Custas a cargo da entidade responsável Liberty Seguros, SA (art.º 527.º (art.º 466.º CPC 1961), n.º 1, in fine, do Código de Processo Civil,, aplicável subsidiariamente por força do disposto no art.º 1.º n.º 2, al. a) do Código de Processo do Trabalho), fixando-se o valor nestes autos, nos termos do art.º 120.º n.º 3 do Código de Processo do Trabalho, no valor que resultar da aplicação das reservas matemáticas à pensão estabelecida, acrescida das outras prestações com expressão pecuniária[1] – art.º 120.º n.ºs 1 e 2 do Código de Processo do Trabalho, incluindo emolumentos aos Srs. peritos médicos, na redação em vigor aquando do início destes autos.

2. Inconformada, veio a seguradora interpor recurso de apelação motivado e as conclusões seguintes:

1. A douta decisão recorrida é nula, nos termos do disposto no artigo 615.º n.º 1, alínea d), do Código de Processo Civil, por omissão de pronúncia.

2. No seu requerimento de 09/02/2021 a recorrente suscitou duas questões relativas ao pagamento da indemnização final devida ao recorrido, a saber, o desconto da pensão provisória no valor da indemnização final, e se após a fixação pensão devida pela IPP de 20% com IPATH fixada ao recorrido deverá continuar a descontar o valor das prestações de alimentos das filhas menores do recorrido a esta pensão.

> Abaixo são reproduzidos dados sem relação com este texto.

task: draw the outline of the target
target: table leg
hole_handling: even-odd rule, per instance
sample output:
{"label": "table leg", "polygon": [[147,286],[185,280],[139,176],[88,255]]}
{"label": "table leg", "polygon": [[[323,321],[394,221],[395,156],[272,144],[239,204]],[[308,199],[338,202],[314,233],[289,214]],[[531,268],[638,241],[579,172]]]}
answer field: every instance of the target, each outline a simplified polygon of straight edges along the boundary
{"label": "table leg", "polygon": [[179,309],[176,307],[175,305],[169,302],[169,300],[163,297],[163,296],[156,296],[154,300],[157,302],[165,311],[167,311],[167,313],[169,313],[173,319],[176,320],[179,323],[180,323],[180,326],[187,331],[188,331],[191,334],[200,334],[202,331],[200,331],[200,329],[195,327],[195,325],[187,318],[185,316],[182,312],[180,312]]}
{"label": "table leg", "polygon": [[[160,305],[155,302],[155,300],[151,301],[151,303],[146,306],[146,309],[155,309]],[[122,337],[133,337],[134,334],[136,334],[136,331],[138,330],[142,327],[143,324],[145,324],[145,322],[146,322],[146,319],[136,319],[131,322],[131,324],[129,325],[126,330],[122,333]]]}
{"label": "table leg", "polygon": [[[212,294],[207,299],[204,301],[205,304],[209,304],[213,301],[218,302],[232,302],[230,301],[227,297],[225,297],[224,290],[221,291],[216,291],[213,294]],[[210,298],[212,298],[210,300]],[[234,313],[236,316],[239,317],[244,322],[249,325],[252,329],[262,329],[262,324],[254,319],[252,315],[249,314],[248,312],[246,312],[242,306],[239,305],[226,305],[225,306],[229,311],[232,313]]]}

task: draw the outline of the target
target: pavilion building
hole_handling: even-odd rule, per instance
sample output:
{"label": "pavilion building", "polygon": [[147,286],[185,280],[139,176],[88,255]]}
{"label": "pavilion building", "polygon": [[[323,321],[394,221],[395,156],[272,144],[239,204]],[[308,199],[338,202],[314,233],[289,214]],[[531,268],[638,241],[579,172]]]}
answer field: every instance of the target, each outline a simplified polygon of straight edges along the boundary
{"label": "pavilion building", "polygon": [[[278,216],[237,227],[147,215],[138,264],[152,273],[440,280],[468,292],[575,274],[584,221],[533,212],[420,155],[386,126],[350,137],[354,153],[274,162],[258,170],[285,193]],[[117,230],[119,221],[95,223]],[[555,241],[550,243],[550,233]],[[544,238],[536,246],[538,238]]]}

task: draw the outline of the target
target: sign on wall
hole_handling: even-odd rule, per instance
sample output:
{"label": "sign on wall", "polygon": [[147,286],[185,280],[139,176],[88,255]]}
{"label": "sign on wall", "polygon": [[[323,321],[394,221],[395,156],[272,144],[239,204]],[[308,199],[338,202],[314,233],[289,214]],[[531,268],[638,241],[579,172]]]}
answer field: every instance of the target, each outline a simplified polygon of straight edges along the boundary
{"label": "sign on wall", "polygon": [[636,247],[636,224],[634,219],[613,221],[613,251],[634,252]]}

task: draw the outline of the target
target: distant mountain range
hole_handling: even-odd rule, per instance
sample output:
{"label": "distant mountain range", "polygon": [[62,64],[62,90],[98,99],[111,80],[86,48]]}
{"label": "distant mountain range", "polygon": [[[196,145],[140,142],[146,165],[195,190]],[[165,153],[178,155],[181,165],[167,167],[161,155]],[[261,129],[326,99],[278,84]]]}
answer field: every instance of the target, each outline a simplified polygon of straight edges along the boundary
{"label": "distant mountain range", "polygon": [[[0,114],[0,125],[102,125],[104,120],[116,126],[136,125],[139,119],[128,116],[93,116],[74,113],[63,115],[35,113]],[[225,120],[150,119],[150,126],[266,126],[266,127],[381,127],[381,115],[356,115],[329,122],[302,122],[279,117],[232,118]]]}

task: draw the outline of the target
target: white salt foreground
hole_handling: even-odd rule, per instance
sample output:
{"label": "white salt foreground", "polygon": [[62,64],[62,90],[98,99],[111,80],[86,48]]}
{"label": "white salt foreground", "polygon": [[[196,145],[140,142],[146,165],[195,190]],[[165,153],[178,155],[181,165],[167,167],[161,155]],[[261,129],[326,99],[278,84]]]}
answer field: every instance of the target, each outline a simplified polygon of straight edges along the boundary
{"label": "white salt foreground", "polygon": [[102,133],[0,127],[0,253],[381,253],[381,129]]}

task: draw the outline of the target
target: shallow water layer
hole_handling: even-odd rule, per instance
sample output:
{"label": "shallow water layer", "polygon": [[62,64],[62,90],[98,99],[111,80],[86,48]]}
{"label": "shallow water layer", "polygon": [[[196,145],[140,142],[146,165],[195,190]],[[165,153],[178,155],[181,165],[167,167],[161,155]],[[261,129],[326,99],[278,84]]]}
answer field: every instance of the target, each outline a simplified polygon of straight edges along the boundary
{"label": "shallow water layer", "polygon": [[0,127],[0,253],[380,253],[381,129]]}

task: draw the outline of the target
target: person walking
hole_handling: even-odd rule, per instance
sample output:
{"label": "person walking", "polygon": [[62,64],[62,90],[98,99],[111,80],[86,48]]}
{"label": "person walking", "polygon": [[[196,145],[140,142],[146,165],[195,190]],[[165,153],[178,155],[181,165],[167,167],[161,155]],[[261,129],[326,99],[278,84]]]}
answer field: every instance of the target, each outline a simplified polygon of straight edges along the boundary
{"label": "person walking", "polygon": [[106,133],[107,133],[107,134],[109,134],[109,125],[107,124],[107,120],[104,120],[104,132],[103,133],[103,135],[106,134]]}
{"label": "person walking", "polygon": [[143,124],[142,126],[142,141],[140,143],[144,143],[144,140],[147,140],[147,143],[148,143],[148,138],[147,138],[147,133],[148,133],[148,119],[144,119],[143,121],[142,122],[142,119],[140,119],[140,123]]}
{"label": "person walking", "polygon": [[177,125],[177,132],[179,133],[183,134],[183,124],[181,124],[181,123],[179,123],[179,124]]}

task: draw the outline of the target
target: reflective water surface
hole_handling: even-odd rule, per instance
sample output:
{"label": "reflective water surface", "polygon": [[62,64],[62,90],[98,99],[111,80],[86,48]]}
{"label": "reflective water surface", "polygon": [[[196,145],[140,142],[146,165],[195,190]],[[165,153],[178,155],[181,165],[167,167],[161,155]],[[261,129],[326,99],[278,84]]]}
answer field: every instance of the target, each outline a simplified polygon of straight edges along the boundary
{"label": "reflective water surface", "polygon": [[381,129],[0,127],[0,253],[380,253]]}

Porém, na douta sentença recorrida, o douto Tribunal a quo não se pronunciou sobre estas questões.

3. O Tribunal a quo não se pronunciou sobre duas questões que deveria ter conhecido.

4. O presente recurso visa ainda submeter à apreciação do Tribunal Superior tanto a matéria de facto, como a matéria de direito considerada pela Douta Sentença de que se recorre.

5. Deve ser adicionado ao elenco dos factos provados um facto com a seguinte redação “A título de pensão provisória referente ao período de 24/01/2017 a 09/02/2021 a entidade seguradora liquidou ao autor a quantia de € 43 773,85.”

6. Este facto resulta provado através do requerimento apresentado pela recorrente no dia 09/02/2021 e do documento que o acompanha, bem como da circunstância do recorrido não ter impugnado o facto de ter recebido este montante a título de pensão provisória.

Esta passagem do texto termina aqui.